Há quem defenda que o Maio 68 começou em Fevereiro. Porquê? Três meses antes, a 14 de Fevereiro, milhares de pessoas dirigiram-se ao Palácio de Chaillot – sede da Cinématheque Française – para protestar contra a demissão do seu director, Henri Langlois. Nessa multidão encontravam-se, entre outros, Jean luc Godard, François Truffaut, Catherine Deneuve e Jeanne Moreau.

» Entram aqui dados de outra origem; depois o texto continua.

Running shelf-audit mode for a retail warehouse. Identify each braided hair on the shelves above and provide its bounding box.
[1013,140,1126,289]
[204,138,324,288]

A manifestação foi reprimida pela Polícia. O autor desta demissão, por alegadas deficiências financeiras – argumento velhíssimo, como se vê –, foi o então ministro da Cultura André Malraux, esse mesmo.

“Mas quem é esse Henri Langlois?”, perguntou De Gaulle ao seu ministro, após todo este rebuliço.

Henri Langlois era o director da cinemateca francesa desde o seu início, a 9 de Setembro de 1936. É esta cinemateca que vai ser a “mãe” de todas as cinematecas do Mundo. O seu fim era “conservar e difundir os filmes de reportório”. A associação de Langlois era originária de um “Groupement des intérets français en Espagne”, cujo fim era “recensear os interesses franceses em Espanha, assim como a sua protecção e eventual salvaguarda”. Os acontecimentos em Espanha, a guerra civil para ser mais correcto, só fizeram nascer vocações revolucionárias.

A cinemateca não surgiu de uma colecção previamente constituída, mesmo privada, mas de um cineclube. Langlois era igualmente um coleccionador de tudo o que dizia respeito ao cinema.

Provavelmente era o primeiro e o maior coleccionador de todos os directores de cinematecas ou de arquivos de filmes. E o que distinguiu durante muitos anos a cinemateca francesa das outras foi a estreita dependência entre uma colecção e a sua programação.

Para Langlois, todo o documento, todo o filme conservado, deve ser mostrado. Mostrar um documento e projectar um filme foram para Langlois actos públicos.

É a criação da cinemateca que decreta por um golpe jurídico – uma declaração de associação e a sua publicação no Journal Officiel, de 8 de Junho de 1936 – que os filmes são obras de arte, de “reportório”, e que o cinema é uma coisa preciosa que se deve conservar.

Foi a favor deste homem que se insurgiu toda aquela gente, naquele final de tarde chuvoso. Os protestos tiveram o apoio do jornal Combat, como não podia deixar de ser, da revista Cahiers du Cinéma, que receberam apoios de diversas personalidades ligadas ao cinema, além dos anteriormente nomeados: Abel Gance, Alain Resnais, Joseph Losey, Roberto Rosselini, Nicholas Ray, Erich von Stroheim, Charles Chaplin, Luchino Visconti, etc., etc..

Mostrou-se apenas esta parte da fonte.